Publié le: 14 septembre 2024

Pourquoi les malentendants et sourds n’ont pas participé aux Jeux paralympiques ?

Pourquoi les malentendants et sourds n’ont pas participé aux Jeux paralympiques ?

Les sourds et malentendants ont leurs propres Jeux olympiques appelés Deaflympics, accessibles à toute personne dont la perte auditive est supérieure à 55 décibels. Une spécificité qui remonte à 1924, liée pour l’essentiel à l’histoire du mouvement sourd.

Alors que les Jeux paralympiques de Paris se sont terminés ce dimanche, les plus observateurs auront sans doute remarqué l’absence de tout malentendant ou sourd dans les compétitions. S’agit-il d’un ostracisme ? Pas du tout ! L’explication réside ailleurs, plus exactement dans le fait que les sourds et malentendants ont… leurs propres jeux olympiques.

Pour comprendre cette spécificité, il faut remonter à 1924, soit 36 ans avant les tout premiers Jeux paralympiques qui ne datent eux que de 1960. C’est au début du 20e siècle en effet que furent fondés les premiers Deaflympics, à l’époque appelés « International Silent Games », destinés exclusivement aux sportifs sourds et malentendants. Leur fondateur est un certain Eugène Rubens-Alcais, un militant sourd français surnommé « Le Coubertin sourd » qui avait consacré une large part de sa vie à la défense de la langue des signes, alors largement ostracisée et marginalisée.

Prendre son destin en main

« Le point de départ de la création de ces jeux, c’était l’idée qu’il appartenait aux sourds et malentendants de prendre eux-mêmes leur destin en main, y compris dans le domaine sportif, explique un spécialiste du mouvement sourd. Cela s’inscrivait également dans la revendication du fait que la surdité n’était pas un handicap, encore moins en matière de pratique sportive, mais une culture linguistique minoritaire ».

Un point de vue largement confirmé par le Comité international des sports des sourds, -officiellement reconnu par le Comité international olympique et non le Comité paralympique international-, et dont la position est explicite : « Les sourds ne se considèrent pas comme des handicapés mais plutôt comme faisant partie d’une minorité culturelle et linguistique. (…) Au sein de la communauté des sourds, le soutien à des Jeux séparés est prépondérant ».

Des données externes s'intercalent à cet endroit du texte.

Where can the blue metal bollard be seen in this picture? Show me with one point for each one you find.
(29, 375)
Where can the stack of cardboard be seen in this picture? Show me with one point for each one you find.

« De manière très pragmatique, l’autre raison de la séparation entre Deaflympics et Jeux paralympiques est financière, ajoute notre expert. Avec leurs propres Jeux, les athlètes des Deaflympics sont capables de communiquer entre eux, ce qui implique un bien moindre recours aux interprètes, très onéreux ».

Signaux lumineux

Seule condition pour participer aux Deaflympics : avoir un seuil d’audition inférieur à 55 décibels dans la meilleure des deux oreilles, et surtout ne pas porter d’appareillage auditif durant la compétition, au cours de laquelle s’appliquent d’ailleurs exactement les mêmes règles sportives que pour les Jeux olympiques ordinaires. Seule différence notable : l’usage de signaux lumineux stroboscopiques pour marquer le départ des différentes épreuves.

Une trentaine de disciplines dont l’athlétisme, la natation, le curling, le ski etc figurent au programme de ces Jeux qui se tiennent tous les deux ans, en alternance entre jeux d’été et jeux d’hiver. La principale difficulté réside aujourd’hui dans la faiblesse des recettes publicitaires, quasi-inexistantes, et qui ne suffisent pas à en assurer le financement.

Quant à la Suisse, elle a participé à l’aventure des Deaflympics quasiment depuis leurs débuts, dès 1928, avec des délégations allant d’une trentaine d’athlètes au début des années 2000, à 8 athlètes seulement, âgés de 18 à… 63 ans qui ont participé à la dernière édition en mars dernier, à Erzurum en Turquie.